FIGURE 41-2. Cross-sectional anatomy of the posterior tibial nerve at the level of the ankle. Shown are posterior tibial artery (PTA) and vein (PTV) behind the medial malleolus (Med. Mall.) The posterior tibial nerve (PTN) is just posterior and superficial to the posterior tibial vessels.
FIGURE 41-3. (A) Ultrasound image of the posterior tibial nerve. (B) Posterior tibial nerve (PTN) is seen posterior to the posterior tibial artery (PTA). Med. Mall., medial malleolus; PTV, posterior tibial vein.
Deep Peroneal Nerve
This branch of the common peroneal nerve innervates the web space between the first and second toes. As it approaches the ankle, the nerve crosses the anterior tibial artery from a medial to lateral position. A transducer placed in the transverse orientation at the level of the extensor retinaculum will show the nerve lying immediately lateral to the artery, on the surface of the tibia (Figures 41-4, 41-5, and 41-6A, B). The nerve usually appears hyperechoic, but it is small and often difficult to distinguish from the surrounding tissue.

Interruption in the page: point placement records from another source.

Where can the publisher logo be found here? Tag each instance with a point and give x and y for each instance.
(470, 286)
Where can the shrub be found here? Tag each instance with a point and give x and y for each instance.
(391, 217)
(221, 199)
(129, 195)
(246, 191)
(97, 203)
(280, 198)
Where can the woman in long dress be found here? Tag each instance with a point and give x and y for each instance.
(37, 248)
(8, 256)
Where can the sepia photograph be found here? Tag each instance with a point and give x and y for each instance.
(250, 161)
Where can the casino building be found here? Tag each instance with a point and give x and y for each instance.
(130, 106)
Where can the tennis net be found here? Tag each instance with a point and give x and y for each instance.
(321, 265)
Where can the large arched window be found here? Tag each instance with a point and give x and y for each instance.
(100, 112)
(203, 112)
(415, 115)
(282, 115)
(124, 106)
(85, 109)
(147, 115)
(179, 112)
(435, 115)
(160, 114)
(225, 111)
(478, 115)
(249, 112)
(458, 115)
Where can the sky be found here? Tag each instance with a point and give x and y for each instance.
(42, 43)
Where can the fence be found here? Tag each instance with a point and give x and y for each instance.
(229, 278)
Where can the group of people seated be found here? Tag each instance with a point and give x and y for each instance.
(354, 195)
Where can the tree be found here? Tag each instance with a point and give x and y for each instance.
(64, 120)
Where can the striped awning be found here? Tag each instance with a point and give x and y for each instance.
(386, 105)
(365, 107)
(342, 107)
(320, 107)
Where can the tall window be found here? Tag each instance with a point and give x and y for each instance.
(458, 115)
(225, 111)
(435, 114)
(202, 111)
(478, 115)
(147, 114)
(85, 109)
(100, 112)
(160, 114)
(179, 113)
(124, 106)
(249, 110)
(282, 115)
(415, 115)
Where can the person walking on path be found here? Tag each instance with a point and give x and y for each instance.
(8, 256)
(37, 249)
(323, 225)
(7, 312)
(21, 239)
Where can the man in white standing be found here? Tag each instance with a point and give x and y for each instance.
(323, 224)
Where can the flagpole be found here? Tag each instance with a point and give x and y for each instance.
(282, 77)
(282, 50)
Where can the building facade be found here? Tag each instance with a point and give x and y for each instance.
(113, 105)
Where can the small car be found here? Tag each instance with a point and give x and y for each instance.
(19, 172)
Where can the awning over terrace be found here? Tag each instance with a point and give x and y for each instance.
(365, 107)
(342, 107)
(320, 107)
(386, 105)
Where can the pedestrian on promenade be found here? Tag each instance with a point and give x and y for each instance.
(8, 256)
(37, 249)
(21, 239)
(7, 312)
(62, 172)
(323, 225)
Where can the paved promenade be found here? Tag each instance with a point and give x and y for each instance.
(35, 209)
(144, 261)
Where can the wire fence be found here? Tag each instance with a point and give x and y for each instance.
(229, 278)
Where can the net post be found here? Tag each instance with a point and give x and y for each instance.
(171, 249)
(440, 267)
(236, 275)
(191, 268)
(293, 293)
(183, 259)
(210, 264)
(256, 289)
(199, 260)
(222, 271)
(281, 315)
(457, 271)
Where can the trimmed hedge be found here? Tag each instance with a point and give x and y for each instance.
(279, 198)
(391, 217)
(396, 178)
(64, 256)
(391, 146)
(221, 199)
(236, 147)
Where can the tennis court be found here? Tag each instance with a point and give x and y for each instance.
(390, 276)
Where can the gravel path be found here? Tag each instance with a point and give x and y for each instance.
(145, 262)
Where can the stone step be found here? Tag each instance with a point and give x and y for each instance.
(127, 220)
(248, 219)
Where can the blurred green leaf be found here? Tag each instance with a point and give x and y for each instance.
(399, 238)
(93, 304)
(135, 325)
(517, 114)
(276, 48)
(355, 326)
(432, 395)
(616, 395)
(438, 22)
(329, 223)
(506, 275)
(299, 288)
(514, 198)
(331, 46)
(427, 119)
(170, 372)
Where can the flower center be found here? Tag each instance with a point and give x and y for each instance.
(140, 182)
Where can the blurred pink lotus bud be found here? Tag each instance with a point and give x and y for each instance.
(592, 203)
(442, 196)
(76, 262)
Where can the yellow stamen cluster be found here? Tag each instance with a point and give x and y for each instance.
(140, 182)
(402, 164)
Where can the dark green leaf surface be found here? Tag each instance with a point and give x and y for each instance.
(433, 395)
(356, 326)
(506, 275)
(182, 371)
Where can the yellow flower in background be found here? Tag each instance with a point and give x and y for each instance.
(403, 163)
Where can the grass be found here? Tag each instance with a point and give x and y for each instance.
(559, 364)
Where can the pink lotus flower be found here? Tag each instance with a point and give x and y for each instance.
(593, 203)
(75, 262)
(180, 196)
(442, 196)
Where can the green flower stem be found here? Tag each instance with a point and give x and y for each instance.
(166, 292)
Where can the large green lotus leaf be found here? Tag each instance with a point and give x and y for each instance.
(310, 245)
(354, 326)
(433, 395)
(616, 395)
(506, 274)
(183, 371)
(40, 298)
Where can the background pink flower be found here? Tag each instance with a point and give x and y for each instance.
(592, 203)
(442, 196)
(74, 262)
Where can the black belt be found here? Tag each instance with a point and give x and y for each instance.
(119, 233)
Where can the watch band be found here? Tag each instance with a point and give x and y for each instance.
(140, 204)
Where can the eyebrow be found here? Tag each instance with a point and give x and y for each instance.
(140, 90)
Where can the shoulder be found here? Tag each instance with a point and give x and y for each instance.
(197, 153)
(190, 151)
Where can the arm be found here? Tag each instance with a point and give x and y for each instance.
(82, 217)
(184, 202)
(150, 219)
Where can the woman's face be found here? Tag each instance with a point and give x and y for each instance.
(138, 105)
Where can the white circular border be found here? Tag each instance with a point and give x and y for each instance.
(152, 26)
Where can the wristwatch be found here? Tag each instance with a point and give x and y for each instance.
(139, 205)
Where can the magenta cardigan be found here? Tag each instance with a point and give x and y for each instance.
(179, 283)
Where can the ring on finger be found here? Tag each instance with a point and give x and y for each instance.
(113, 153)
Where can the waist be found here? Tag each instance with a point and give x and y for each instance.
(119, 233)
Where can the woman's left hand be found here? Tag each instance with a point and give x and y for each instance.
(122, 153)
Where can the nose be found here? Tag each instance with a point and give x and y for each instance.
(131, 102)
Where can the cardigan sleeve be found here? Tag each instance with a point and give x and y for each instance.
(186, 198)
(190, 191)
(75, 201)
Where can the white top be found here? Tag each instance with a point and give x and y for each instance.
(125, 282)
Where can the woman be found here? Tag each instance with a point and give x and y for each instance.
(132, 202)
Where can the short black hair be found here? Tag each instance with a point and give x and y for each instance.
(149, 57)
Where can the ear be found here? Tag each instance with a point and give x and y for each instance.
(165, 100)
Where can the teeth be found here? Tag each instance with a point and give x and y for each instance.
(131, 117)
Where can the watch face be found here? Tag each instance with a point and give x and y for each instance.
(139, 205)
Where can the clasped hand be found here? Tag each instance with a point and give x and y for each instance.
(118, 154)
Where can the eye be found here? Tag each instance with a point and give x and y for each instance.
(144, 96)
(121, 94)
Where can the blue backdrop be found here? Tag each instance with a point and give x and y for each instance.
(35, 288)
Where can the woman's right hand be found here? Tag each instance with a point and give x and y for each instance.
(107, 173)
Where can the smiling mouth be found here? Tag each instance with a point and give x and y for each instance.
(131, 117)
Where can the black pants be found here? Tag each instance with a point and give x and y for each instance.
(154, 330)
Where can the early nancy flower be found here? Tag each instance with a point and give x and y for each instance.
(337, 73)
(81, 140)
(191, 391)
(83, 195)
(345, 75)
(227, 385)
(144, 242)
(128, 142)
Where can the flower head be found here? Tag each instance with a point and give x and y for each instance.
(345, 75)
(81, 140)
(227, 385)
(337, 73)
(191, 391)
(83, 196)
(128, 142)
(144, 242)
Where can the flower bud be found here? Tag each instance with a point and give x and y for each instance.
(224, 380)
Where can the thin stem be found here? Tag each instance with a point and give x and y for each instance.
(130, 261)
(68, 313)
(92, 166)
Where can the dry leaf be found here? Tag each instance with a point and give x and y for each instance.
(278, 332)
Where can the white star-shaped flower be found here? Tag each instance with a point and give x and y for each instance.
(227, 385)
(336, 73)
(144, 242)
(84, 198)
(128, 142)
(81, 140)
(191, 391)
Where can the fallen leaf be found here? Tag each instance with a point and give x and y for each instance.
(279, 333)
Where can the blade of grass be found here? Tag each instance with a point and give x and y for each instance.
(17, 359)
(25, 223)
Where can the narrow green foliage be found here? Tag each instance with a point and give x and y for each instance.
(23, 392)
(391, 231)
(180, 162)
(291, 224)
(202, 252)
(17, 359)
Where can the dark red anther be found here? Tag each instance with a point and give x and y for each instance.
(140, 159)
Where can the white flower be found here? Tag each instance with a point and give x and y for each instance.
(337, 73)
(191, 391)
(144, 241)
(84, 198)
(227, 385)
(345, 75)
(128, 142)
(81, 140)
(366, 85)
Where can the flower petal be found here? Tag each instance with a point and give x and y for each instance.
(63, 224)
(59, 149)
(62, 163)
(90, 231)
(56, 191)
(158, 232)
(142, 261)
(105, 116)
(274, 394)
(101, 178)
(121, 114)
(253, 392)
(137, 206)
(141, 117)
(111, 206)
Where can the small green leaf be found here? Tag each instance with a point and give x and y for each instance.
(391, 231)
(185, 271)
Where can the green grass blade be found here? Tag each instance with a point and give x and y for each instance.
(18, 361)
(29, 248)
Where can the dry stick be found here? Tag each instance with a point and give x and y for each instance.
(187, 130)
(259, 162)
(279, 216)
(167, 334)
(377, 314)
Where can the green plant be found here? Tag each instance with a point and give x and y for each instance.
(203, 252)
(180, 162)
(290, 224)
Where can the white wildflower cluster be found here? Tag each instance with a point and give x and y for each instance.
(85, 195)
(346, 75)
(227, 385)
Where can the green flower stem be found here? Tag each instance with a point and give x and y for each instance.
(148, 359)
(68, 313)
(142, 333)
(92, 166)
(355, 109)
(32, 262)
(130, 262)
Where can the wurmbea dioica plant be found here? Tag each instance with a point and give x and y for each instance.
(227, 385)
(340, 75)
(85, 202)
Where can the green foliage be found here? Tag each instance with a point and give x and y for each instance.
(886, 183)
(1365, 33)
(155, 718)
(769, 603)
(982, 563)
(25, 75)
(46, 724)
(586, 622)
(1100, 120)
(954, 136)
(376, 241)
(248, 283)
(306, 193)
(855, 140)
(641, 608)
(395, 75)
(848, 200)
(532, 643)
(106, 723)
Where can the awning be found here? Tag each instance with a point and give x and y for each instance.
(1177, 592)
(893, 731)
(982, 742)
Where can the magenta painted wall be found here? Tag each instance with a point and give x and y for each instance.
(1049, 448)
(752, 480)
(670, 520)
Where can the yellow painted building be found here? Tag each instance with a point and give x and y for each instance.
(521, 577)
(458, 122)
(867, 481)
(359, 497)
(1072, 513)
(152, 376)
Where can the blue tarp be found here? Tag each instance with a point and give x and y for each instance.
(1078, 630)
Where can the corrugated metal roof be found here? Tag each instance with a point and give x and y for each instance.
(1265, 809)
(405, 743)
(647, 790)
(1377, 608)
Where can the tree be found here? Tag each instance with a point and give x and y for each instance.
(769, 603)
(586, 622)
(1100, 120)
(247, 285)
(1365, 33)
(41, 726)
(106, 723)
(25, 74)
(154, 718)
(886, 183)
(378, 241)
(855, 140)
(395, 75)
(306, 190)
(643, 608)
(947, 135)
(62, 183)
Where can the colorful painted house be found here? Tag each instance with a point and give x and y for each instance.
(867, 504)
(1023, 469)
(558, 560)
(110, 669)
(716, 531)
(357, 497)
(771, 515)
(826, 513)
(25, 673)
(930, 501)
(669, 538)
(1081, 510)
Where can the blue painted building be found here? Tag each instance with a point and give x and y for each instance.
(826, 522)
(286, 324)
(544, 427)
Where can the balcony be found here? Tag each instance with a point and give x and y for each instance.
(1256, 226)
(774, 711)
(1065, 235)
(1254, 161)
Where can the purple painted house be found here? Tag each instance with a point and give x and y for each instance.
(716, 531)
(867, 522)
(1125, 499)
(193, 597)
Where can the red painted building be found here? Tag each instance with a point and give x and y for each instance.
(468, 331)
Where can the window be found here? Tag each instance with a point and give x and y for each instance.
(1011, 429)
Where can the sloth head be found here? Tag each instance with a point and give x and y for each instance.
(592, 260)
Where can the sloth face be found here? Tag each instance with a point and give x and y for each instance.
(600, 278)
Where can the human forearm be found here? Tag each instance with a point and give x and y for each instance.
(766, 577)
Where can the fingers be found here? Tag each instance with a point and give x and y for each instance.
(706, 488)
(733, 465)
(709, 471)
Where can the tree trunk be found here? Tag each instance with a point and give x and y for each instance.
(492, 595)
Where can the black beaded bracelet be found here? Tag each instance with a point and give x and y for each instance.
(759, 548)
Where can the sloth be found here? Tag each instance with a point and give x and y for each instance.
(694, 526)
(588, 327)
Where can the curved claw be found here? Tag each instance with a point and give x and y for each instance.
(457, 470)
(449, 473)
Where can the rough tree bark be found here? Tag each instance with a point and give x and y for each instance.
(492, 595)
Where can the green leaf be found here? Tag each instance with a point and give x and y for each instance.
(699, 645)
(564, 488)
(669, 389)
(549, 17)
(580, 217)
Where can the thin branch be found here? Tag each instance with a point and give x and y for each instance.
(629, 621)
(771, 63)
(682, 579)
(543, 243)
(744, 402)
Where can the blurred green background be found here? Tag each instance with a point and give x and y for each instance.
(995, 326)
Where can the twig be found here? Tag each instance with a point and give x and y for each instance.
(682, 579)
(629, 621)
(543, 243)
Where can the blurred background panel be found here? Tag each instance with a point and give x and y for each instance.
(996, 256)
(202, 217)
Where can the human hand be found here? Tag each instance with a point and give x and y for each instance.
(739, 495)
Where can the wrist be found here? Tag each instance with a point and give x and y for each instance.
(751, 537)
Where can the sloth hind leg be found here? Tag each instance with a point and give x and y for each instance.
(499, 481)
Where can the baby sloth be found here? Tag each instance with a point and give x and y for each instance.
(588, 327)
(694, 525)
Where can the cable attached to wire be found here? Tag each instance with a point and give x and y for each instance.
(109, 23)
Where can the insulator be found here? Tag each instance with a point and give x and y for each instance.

FIGURE 41-4. Deep peroneal nerve block: the transducer position and needle insertion to block the deep peroneal nerve at the level of the ankle.
FIGURE 41-5. Cross-sectional anatomy of the deep peroneal nerve at the level of the ankle. The deep peroneal nerve is located just lateral to anterior tibial artery (ATA) and between the extensor digitorum longus (EDL) and tibia. Note the proximity of the extensor hallucis longus (EHL) that can serve as an important landmark. DPN, deep peroneal nerve.
FIGURE 41-6. (A) Ultrasound image of the deep peroneal nerve (DPN) is seen at the surface of the tibia just lateral to the anterior tibial artery (ATA). (B) Ultrasound anatomy of the DPN at the level of the ankle with the structures labeled.